The Swiss foreign ministry confirmed Göldi had been taken into Libyan custody and Swiss embassy and diplomatic representatives of the EU were in permanent contact with him. The ministry could not confirm whether Hamdani had left the country.
Libyan security forces surrounded the Swiss embassy in Tripoli after issuing an ultimatum for Switzerland to hand Göldi over by midday local time. Several dozen officers had formed a ring around the building where he and Hamdani had taken refuge for several months.
Spindelegger, attending a meeting of EU foreign ministers, said a further escalation of the row had been avoided. "Last night there were many intense phone calls," he told reporters. "It was announced there was a deadline – either hand over the convicted Swiss citizens or the embassy would be stormed."
The case of the two men has been at the centre of a fierce diplomatic row between Libya and Switzerland which resulted last week in Tripoli suspending visas to citizens of most European countries.
The night before, Koussa summoned European Union ambassadors to hand them the ultimatum on Göldi.
"No embassy should become a haven from justice," Koussa told the Associated Press late on Sunday. "I hope this will not force us to adopt other measures."
No details were given of what action the Libyan authorities planned to take.
The diplomatic row between Libya and Switzerland stems from the 2008 arrest of one of leader Moammar Gaddafi’s sons in Geneva.
The Libyans had prevented both Swiss nationals from leaving the country since July 2008. Zahaf said he would apply to Libya’s top judicial officials for clemency.
Both had faced trials for visa violations and conducting business in the country illegally.

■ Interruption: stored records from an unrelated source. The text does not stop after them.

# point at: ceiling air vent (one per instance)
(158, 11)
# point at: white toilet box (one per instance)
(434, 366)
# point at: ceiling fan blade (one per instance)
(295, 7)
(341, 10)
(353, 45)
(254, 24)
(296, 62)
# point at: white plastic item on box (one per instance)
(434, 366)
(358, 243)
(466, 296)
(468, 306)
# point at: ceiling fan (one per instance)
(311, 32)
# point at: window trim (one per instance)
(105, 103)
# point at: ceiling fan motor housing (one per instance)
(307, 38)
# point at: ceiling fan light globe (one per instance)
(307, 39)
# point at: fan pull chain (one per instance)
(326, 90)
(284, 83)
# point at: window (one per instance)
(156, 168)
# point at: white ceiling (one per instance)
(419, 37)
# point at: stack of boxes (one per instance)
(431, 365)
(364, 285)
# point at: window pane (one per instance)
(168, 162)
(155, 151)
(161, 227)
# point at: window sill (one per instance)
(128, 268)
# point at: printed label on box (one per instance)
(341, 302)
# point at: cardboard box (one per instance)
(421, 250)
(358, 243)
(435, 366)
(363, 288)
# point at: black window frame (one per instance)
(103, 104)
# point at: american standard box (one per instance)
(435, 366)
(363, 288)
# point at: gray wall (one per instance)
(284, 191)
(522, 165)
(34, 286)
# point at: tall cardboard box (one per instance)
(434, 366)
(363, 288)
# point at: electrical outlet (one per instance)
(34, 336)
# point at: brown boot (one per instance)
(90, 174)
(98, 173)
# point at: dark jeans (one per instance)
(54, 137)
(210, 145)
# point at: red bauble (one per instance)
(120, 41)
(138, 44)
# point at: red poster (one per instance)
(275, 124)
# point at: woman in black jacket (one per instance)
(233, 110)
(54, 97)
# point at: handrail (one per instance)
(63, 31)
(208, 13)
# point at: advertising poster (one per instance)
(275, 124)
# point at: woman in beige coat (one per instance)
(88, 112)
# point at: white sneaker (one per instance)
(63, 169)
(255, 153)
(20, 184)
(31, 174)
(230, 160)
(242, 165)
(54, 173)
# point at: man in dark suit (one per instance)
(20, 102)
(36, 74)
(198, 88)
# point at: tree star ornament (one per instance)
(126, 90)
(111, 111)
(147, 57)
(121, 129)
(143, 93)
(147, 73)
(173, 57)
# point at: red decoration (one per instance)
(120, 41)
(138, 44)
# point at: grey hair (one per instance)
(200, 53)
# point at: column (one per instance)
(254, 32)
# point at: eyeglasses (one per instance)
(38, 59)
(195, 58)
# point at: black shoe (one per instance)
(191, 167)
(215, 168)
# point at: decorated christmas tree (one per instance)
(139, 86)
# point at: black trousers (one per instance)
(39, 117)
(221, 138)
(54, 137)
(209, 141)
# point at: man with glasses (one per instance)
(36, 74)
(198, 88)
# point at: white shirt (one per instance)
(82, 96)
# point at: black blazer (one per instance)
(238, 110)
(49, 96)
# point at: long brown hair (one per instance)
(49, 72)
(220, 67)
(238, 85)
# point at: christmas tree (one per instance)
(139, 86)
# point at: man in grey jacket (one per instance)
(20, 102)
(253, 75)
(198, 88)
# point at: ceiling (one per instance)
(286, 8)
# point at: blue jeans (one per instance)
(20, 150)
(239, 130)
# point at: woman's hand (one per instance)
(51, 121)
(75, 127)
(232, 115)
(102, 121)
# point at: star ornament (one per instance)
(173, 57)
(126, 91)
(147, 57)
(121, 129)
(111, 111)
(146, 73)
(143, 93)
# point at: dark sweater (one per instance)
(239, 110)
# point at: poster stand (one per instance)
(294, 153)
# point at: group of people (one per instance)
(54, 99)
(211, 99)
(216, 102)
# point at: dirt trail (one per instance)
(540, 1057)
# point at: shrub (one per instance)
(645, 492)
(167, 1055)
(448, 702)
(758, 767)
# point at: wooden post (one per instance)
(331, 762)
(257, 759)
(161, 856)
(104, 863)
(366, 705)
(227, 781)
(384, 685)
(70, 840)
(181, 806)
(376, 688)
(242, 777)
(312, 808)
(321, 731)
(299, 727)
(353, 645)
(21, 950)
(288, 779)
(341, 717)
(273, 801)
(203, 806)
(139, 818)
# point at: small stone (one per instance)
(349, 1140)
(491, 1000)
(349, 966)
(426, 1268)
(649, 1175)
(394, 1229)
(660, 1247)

Hamdani had been acquitted of the first charge on appeal, and found not guilty of the second. Göldi’s initial sentence of 16 months on the visa charge was reduced to four on appeal. He was fined on the second charge.
Human rights groups have sharply criticised Libya, calling Göldi’s sentence politically motivated.
“Although Libya says it is a judicial matter, the crisis must be resolved by diplomacy,” said Heba Morayef of Human Rights Watch (HRW).
The Ain Zara prison where Goldi is to carry out his sentence is notorious for the arbitrary detention of political opponents, HRW reported last December.
The group says that one of the prison’s two wings is controlled by Libya’s state security service, which is outside the influence of the justice ministry.
Göldi will reportedly be placed in the other wing. Zahaf said on Monday he would be able to visit him at any time, and that he would have access to medical care.
swissinfo.ch and agencies
July 15, 2008: Hannibal Gaddafi and his wife are arrested and charged with abusing their staff. They are released on bail and leave Switzerland. The servants are later compensated and charges withdrawn.
July: Swiss nationals Max Göldi and Rachid Hamdani are arrested. Swiss businesses are forced to shut their offices and the number of flights to Tripoli is cut.
January 2009: A diplomatic delegation travels to Tripoli.
May: Swiss foreign minister visits Libya.
June: Libya withdraws most assets from Swiss bank accounts.
August: The Swiss president apologises in Tripoli for the arrest.
September: Göldi and Hamdani cannot leave the country despite a promise they would be freed by September 1.They disappear after undergoing a medical check-up in Tripoli.
October: A 60-day limit for normalising relations passes.
November: Swiss ministers say they will pursue visa restrictions for Libyans. On November 30 Göldi and Hamdani sentenced to 16 months in prison and fined for visa violations.
January 2010: Their terms are overturned and cut.
February 14: A Libyan newspaper reports Switzerland has drawn up a blacklist of 188 top Libyans.
February 15: Libya stops issuing visas to citizens of nations in the Schengen zone.
February 17-18: Swiss, Libyan, Italian, Spanish and Maltese foreign ministers try to hammer out a solution.
February 22: Göldi ordered to report to prison. Libya says it will retalitate if Switzerland does not hand him over. Hamdani obtains an exit visa.